Only one appropriation survived: $35 million to build a campus for USF Polytechnic in Lakeland, a pet project of Senate budget chief J.D. Alexander. The reprieve reflects both Alexander's influence and the political rise of Florida's first and only polytechnic — a hands-on school that emphasizes "active, applied learning" and focuses on the technical over the liberal arts.

Senate budget chief J.D. Alexander
The fact that USF Polytechnic survived Gov. Rick Scott's budget cutting is a testament to Senate budget chief J.D. Alexander's clout.

USF Polytechnic has been around since 1988, when it opened as a joint-use campus in Lakeland with Polk State College. But the new campus, planned on 170 acres at I-4 and the Polk Parkway, has become a focal point in a new vision for the Lakeland/Polk County region as it transitions from its phosphate-dominated past to a higher-tech future.

The $35 million will pay for USF Polytechnic's first building, which is being designed by noted Spanish architect Santiago Calatrava. His creation will house the College of Technology and Innovation, which combines traditional business, engineering and information technology disciplines into one college. Infrastructure work is scheduled to begin this month.
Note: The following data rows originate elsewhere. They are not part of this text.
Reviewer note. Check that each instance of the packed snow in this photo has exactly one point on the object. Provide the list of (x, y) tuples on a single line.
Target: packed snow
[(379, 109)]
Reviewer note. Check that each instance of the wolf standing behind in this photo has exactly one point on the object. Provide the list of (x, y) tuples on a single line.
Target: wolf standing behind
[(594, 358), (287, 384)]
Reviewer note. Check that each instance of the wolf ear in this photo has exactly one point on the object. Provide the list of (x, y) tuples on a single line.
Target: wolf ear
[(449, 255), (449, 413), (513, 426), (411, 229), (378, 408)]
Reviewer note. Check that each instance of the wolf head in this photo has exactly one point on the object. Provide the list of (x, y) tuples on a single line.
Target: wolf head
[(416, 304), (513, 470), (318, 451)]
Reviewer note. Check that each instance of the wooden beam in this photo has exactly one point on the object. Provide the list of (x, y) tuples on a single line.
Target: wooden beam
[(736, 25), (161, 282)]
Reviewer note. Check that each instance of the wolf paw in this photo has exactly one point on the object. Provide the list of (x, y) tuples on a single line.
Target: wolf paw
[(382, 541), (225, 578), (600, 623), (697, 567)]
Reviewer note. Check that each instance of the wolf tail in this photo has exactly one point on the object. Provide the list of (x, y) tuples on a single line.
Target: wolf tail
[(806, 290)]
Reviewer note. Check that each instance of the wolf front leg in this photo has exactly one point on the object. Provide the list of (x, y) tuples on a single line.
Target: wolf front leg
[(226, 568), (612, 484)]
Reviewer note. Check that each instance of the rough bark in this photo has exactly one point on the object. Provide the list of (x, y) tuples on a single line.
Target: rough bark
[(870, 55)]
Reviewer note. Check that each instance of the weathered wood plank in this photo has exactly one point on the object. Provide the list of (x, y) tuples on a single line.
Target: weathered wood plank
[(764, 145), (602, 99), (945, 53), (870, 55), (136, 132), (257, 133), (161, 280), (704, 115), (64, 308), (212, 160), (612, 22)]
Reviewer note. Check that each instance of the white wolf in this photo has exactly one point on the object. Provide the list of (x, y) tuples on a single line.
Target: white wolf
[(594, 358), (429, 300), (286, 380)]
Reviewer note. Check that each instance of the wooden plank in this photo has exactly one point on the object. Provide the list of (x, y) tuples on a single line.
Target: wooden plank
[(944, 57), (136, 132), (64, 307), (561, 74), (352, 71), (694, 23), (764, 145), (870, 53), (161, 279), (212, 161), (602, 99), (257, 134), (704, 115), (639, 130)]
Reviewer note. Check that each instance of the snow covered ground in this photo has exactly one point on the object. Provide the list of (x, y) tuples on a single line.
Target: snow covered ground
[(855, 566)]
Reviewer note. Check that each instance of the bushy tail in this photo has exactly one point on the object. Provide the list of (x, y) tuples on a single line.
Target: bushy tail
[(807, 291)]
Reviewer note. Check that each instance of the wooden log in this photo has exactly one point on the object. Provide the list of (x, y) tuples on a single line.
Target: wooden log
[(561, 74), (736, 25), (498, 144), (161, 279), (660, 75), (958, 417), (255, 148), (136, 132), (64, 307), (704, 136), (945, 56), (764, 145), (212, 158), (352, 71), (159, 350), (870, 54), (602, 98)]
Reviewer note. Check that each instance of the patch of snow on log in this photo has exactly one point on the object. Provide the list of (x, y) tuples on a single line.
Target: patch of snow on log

Although Scott approved the $35 million, he vetoed funds for USF Polytechnic's School of Pharmacy and Interdisciplinary Center for Excellence and Wellness Research, also planned for the new campus. Polytechnic is moving ahead with the latter after an anonymous $5 million donation for the wellness-research center. It is also building residential student housing with private donations.

USF Polytechnic Chancellor Marshall Goodman says he thinks one reason the campus survived Scott's veto pen is that the community has donated so much to the effort — some $31 million total. "We didn't come to him hat in hand," Goodman says. "This has been a public-private partnership. It took the whole region to persuade him."